Separo los brazos del cuerpo y me encojo de hombros.

—Bueno, la verdad es que no sé qué decirte. Es… es… preciosa, —y a continuación me dirijo de nuevo a la sala—. Es enorme, ¡tienes muchísimo espacio!

—Sí, aquí quiero poner una mesa para mí. Aquí dos cuadros, aquí un pequeño armario… —Rusty deambula por la sala, señalándome cada rincón—. Aquí unas cortinas blancas, aquí más oscuras, aquí una lámpara de pie, aquí el mueble para la televisión. Aquí un sofá grande para verla y aquí una mesa baja donde meteré algunas cosas…

Lo sigo, me gusta, parece tener las ideas claras sobre cómo debe disponer las cosas, los colores y las luces.

—En este lado, por donde sale el sol, quiero poner unas cortinas azul celeste, y aquí fuera unas flores. —Se detiene.

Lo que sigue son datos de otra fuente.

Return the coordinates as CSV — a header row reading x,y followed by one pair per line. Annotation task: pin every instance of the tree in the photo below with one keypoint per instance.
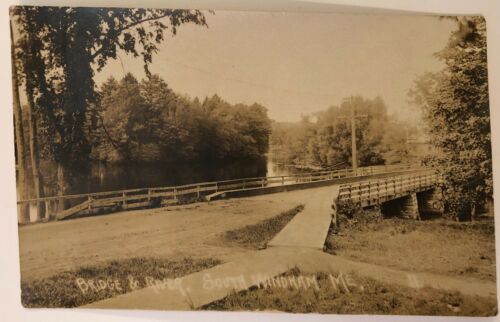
x,y
62,49
327,142
456,107
21,158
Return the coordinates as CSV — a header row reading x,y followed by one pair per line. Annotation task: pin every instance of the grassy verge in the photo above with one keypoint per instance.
x,y
258,235
326,293
436,246
94,283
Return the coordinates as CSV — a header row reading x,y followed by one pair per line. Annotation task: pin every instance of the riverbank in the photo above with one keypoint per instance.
x,y
173,233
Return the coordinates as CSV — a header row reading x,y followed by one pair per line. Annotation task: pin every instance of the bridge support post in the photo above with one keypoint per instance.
x,y
409,207
430,202
403,207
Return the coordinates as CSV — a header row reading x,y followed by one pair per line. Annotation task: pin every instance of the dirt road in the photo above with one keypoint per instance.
x,y
176,232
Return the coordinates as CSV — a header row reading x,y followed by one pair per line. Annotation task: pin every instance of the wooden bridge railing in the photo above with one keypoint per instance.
x,y
376,191
136,198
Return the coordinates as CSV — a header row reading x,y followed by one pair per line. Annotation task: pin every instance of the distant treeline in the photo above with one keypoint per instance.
x,y
324,139
147,121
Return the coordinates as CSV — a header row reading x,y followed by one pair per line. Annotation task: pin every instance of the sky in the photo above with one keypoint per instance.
x,y
297,63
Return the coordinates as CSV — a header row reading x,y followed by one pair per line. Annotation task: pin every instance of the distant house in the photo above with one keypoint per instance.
x,y
419,147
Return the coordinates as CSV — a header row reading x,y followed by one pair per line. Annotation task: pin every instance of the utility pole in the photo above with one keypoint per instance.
x,y
354,150
354,154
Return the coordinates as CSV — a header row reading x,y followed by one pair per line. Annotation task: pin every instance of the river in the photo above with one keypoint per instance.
x,y
100,176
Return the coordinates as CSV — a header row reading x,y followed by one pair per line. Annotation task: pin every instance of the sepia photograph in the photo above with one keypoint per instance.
x,y
286,162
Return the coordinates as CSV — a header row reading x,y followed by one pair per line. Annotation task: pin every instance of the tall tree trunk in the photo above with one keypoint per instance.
x,y
62,186
22,164
35,161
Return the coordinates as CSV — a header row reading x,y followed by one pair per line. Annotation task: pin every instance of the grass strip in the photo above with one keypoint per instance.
x,y
93,283
258,235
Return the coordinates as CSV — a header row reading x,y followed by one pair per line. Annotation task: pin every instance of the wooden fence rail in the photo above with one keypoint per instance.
x,y
376,191
142,197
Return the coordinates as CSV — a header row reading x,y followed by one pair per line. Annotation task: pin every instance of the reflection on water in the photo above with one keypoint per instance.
x,y
109,177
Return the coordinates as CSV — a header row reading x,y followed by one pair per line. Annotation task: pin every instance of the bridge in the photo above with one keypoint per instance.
x,y
300,244
112,201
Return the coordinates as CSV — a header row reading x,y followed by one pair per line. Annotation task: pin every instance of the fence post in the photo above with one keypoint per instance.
x,y
90,203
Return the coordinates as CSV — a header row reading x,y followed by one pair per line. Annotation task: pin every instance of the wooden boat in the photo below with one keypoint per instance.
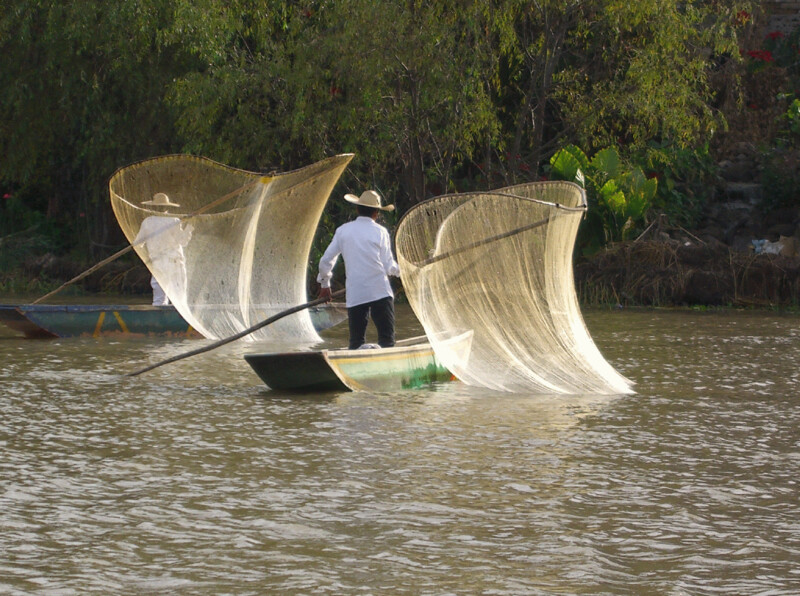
x,y
95,320
409,364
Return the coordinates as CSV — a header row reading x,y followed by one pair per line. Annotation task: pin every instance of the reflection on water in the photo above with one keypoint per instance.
x,y
195,479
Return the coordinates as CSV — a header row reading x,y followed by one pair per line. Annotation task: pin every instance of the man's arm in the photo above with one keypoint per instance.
x,y
326,265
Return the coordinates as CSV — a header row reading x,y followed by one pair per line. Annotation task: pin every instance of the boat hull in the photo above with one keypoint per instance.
x,y
38,321
383,369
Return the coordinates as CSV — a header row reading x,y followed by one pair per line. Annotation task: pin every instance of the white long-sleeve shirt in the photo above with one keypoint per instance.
x,y
367,252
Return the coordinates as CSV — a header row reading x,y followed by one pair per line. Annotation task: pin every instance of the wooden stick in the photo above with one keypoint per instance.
x,y
236,336
128,248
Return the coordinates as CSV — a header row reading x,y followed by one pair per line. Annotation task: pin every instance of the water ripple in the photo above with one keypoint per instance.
x,y
194,479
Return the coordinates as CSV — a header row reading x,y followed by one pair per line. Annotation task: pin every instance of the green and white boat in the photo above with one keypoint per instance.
x,y
409,364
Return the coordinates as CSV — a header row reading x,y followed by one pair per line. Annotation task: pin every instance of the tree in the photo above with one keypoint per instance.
x,y
600,72
81,93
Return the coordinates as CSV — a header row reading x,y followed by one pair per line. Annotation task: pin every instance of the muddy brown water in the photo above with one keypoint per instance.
x,y
196,479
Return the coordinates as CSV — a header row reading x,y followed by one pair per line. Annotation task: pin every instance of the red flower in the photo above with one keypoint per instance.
x,y
763,55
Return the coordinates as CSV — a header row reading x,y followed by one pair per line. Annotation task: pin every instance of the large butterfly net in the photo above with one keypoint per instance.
x,y
499,264
235,250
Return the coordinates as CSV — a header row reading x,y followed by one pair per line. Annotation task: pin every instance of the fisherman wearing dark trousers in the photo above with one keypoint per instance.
x,y
366,249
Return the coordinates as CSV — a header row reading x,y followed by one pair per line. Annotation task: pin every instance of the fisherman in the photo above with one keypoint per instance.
x,y
164,239
367,252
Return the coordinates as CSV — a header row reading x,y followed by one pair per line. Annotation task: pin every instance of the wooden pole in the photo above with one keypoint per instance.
x,y
129,248
236,336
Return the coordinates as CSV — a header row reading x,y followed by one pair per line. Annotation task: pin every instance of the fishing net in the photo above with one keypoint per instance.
x,y
235,251
499,264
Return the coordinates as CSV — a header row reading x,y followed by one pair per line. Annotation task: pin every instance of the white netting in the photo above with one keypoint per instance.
x,y
499,263
236,250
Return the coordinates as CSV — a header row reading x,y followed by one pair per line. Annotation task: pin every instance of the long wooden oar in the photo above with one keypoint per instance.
x,y
236,336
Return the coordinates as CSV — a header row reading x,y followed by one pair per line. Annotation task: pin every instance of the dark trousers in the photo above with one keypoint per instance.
x,y
382,312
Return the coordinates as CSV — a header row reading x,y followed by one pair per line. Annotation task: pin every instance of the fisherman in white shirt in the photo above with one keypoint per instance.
x,y
367,252
164,237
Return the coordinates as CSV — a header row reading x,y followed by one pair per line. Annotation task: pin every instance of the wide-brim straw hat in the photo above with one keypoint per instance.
x,y
368,198
160,200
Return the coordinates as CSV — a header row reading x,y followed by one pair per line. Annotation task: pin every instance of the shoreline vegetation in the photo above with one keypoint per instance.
x,y
662,272
681,120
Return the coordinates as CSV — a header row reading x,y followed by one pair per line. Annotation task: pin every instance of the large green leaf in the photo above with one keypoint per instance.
x,y
567,162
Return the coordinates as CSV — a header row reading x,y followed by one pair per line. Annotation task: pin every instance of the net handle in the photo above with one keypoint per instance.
x,y
127,249
236,336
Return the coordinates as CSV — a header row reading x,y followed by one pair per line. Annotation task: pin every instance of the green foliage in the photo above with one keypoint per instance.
x,y
687,179
619,195
427,94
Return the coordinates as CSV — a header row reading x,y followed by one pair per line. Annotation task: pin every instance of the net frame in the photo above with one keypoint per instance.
x,y
251,235
499,263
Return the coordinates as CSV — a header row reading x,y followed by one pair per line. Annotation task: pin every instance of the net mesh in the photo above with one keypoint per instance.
x,y
500,264
236,249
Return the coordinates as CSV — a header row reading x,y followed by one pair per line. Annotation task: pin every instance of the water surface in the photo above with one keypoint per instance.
x,y
196,479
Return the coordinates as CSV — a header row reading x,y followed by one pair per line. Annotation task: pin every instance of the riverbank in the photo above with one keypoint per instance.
x,y
737,257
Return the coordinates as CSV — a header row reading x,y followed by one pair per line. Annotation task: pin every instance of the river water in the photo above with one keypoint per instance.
x,y
195,479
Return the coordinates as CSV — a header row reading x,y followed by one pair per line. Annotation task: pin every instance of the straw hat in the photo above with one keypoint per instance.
x,y
160,200
368,198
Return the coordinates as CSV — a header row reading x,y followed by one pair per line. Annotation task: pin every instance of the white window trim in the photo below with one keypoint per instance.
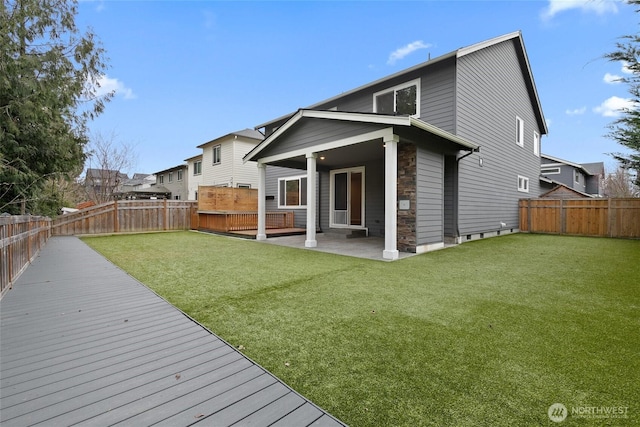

Parece serenarse—. Necesitaré un poco de tiempo para encontrar todas esas cosas, además de, naturalmente, un poco de dinero.

Me mira y me inspira ternura. Por primera vez lo veo más pequeño de lo que en realidad es. Pero esa impresión dura apenas un instante.

—Pero eso no será ningún problema… Tengo algo de dinero ahorrado, sigo escribiendo y proponiendo por ahí mis cosas, antes o después me saldrá algo. De los sofás, los muebles y las mesas es mejor no hablar ahora… ¡cuestan una fortuna!

—Bueno, pero está ese sitio, ¿cómo se llama?, lo anuncian siempre en los carteles de la autopista, ¡donde todo es muy barato! Ah, sí, Ikea. ¡El único problema es que tienes que montarlo tú todo!

—¿Sabes que me has dado una idea buenísima, Caro? Espera, voy a hacer una llamada…

Saca el móvil del bolsillo y pulsa varias teclas. No me lo puedo creer. ¿Rusty James tiene también el número de Ikea?

—Mamá… —Me mira risueño—. Hola, estoy aquí con Caro. Quería decirte que volverá más tarde… Sí, quizá coma conmigo, ¿vale? No, no, en McDonald's, no, ¡te lo prometo! ¿Eh? ¿Que cuándo nos vemos…? —Me mira y guiña un ojo—. Pronto, muy pronto… Tengo que enseñarte una cosa… Eh, sí, ¡en cuanto esté lista, nos vemos! Está bien, sí, te llamaré pronto. Adiós, mamá. —Cuelga—, ¿Has visto? ¡Hecho! Júrame que no le dirás nada. Quiero darle una sorpresa e invitarla cuando todo esté arreglado.